Sada sledi interesantni deo! Kvasac se ne stavlja u mlako mleko sa šećerom, kako mi to obično radimo. Ne, naprotiv!!! Kvasac se pospe solju, a onda ih skupa mešate kašikom, dok kvasac ne postane tečan. (ako koristite suvi kvasac, dodajte mu so, pa to pomešajte sa vodom)


Kvascu dodajete hladno mleko, puter, šećer i brašno. Mešajte mikserom ili drvenom varjačom. Izbegavajte kontakt testa s rukama, zato što toplota naših šaka može škoditi testu. Mešajte dok se ne formira mekano testo, a onda posudu sa testom prekrijte folijom i stavite preko noći u frižider.

U frižideru će testo postati tvrdo i blago će narasti.

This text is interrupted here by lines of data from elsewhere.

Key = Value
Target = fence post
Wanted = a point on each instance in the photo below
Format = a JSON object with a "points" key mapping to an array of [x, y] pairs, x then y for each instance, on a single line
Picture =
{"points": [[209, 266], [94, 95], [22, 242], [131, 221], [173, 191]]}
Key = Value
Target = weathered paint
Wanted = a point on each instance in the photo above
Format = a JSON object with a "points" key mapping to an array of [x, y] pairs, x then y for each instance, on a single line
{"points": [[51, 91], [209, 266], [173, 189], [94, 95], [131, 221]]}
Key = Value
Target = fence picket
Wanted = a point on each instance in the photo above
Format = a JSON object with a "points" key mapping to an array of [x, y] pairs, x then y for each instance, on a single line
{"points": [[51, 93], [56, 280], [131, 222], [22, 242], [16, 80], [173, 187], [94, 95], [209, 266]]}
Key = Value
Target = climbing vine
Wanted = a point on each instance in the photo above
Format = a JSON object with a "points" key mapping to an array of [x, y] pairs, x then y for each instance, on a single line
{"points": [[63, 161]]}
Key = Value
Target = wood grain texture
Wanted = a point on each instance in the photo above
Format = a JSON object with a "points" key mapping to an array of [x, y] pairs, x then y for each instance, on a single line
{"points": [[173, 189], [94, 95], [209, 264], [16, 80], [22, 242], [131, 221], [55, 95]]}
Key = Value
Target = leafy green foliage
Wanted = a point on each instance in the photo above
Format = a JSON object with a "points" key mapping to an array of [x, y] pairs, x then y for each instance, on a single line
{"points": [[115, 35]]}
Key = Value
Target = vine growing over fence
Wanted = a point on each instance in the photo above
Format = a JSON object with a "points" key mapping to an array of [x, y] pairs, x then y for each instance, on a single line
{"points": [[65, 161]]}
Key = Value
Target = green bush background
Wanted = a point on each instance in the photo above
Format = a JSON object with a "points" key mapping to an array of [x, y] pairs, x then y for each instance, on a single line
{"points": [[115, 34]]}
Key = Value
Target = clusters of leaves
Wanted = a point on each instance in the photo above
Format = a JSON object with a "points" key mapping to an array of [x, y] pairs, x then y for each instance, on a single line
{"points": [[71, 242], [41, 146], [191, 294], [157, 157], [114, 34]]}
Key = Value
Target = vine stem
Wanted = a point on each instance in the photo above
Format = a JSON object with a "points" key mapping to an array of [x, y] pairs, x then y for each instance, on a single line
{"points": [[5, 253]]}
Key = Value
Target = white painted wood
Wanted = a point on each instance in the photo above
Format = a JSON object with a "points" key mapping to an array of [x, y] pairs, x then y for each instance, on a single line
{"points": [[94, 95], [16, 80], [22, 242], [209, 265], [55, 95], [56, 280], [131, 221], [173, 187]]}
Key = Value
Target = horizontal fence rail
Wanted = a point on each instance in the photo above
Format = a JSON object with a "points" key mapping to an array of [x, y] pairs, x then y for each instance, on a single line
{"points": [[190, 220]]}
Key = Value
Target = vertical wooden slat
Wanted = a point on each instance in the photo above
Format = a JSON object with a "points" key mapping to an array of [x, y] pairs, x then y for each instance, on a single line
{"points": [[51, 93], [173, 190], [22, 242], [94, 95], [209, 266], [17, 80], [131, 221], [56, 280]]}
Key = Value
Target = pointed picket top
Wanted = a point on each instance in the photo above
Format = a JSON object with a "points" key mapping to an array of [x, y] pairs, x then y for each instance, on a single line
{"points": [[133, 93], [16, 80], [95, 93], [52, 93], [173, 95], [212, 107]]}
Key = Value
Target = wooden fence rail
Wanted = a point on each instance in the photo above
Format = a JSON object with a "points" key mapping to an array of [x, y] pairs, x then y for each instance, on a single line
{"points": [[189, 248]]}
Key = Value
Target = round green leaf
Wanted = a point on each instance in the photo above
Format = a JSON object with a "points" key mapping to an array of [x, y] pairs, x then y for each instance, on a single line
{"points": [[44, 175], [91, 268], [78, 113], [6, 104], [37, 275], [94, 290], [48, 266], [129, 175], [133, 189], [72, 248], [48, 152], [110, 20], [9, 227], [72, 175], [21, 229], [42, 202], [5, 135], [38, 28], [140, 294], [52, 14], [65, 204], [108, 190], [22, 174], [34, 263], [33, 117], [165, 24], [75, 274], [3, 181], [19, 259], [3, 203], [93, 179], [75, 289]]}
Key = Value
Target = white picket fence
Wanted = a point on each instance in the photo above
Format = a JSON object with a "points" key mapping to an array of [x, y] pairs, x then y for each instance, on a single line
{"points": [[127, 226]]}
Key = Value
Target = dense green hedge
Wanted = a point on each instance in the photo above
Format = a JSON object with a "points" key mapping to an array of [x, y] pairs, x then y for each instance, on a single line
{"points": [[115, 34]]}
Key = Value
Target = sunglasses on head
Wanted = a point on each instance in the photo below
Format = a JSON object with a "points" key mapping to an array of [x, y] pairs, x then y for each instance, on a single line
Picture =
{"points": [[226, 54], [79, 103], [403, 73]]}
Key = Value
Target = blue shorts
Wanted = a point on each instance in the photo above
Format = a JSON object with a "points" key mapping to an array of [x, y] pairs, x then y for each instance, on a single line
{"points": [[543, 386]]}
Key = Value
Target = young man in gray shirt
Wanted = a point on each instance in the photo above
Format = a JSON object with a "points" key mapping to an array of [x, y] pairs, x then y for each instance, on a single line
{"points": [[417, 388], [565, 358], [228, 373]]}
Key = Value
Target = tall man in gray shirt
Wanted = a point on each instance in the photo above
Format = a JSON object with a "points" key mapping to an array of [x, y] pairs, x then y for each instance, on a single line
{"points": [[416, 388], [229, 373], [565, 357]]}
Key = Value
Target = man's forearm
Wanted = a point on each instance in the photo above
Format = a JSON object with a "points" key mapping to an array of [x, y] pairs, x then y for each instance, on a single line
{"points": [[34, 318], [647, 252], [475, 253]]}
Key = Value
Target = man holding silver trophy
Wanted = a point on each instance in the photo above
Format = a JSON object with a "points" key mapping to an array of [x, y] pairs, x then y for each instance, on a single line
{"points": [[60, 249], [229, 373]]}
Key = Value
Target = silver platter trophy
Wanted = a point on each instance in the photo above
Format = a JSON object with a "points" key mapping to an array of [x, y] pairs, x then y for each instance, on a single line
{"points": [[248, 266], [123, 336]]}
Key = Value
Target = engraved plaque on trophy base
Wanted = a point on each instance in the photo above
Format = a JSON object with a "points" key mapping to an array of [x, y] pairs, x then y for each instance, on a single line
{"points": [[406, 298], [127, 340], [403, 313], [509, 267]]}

Sledećeg jutra, zagrejte rernu na 180 stepeni, pobrašnite radnu površinu, stavite na nju testo, ili još bolje deo testa (da ne bi dugo stajao na sobnoj temperaturi), razvucite ga oklagijom i formirajte šta god želite od njega, u mom slučaju kiflice. Premažite ih žumancem i mlekom. Ništa se ne mesi, nema čekanja da testo naraste itd.

Pecite ih, autori kažu 15 minuta, ja kažem 20-25 minuta, dok ne postanu zlatasto smeđe.
I probajte obavezno...nećete zažaliti :)





Khrushchev Dough Rolls


Thanks to Silvia and Ivan from blog mushitza, I had a chance to try this exquisite dough. Guys, thank you, oh so much!
As you can see, this month in Fresh From the Oven Challenge, we had quite an interesting task with such an intriguing name :). The interesting part for me was the making of the dough, which quite differs from the one I`m used to.
Anyway, to make long story short, I just have to say that this was my first challenge and I didn`t regret taking part in it...and I will definitely put these lovely rolls (or kiflice :)) on my regular menu.

Here`s what Silvia and Ivan have to say about preparation :

Khrushchev Dough Recipe:






















40 gr fresh yeast (or 10 gr powdered dry yeast + 30 gr water);


10 gr salt;


250 ml cold milk(directly from the fridge);


150 gr unsalted butter, cut in small cubes, room temperature(NOT melted);


1 Tbsp sugar;


500 gr all purpose flour + additional for the counter;


If using fresh yeast: Using an ordinary tablespoon rub the salt through the yeast block till it becomes liquid.


If using dry yeast: Mix salt and dry yeast, then add the water.


Add in the milk, butter, sugar and sift the flour on top. Mix with an electric mixer equipped with the dough hooks till all the ingredients are combined and soft dough forms. A wooden spoon could either be used. Cover the bowl with an airtight lid or plastic wrap and place in the fridge overnight.






The dough becomes firm in the fridge (since the butter goes firm) but it does rise slowly. Although the original recipe says it doesn't, we are making it every quite often for more than five years, and it always rises, not as much as the other doughs but it rises nicely.






The next morning, dust the counter with flour, place the dough on top, roll it out and shape it as you like. Work the dough as soon as you take it out of the fridge. If needed divide it in two or three parts and place one part in the fridge while you are forming the other.


 
Preheat the oven to 180ºC.


Take the dough out of the fridge, divide it in two and return one of the parts in the fridge.



Dust the counter with flour and roll the dough out to 3 mm thick rectangle. Cut it lengthwise and widthwise to smaller or bigger rectangles. Place some grated feta, cheddar or whatever cheese you have in the fridge and roll the rectangles up to tight rolls. All kind of jams, preserves, nutella... could be used. Arrange them in a baking pan living some space between them since they rise in the oven. Brush the rolls with a mixture of egg yolk, a few drops of water and a few drops of vegetable oil.

Bake for around 15 (I`d rather say 20-25 min) minutes or until golden brown.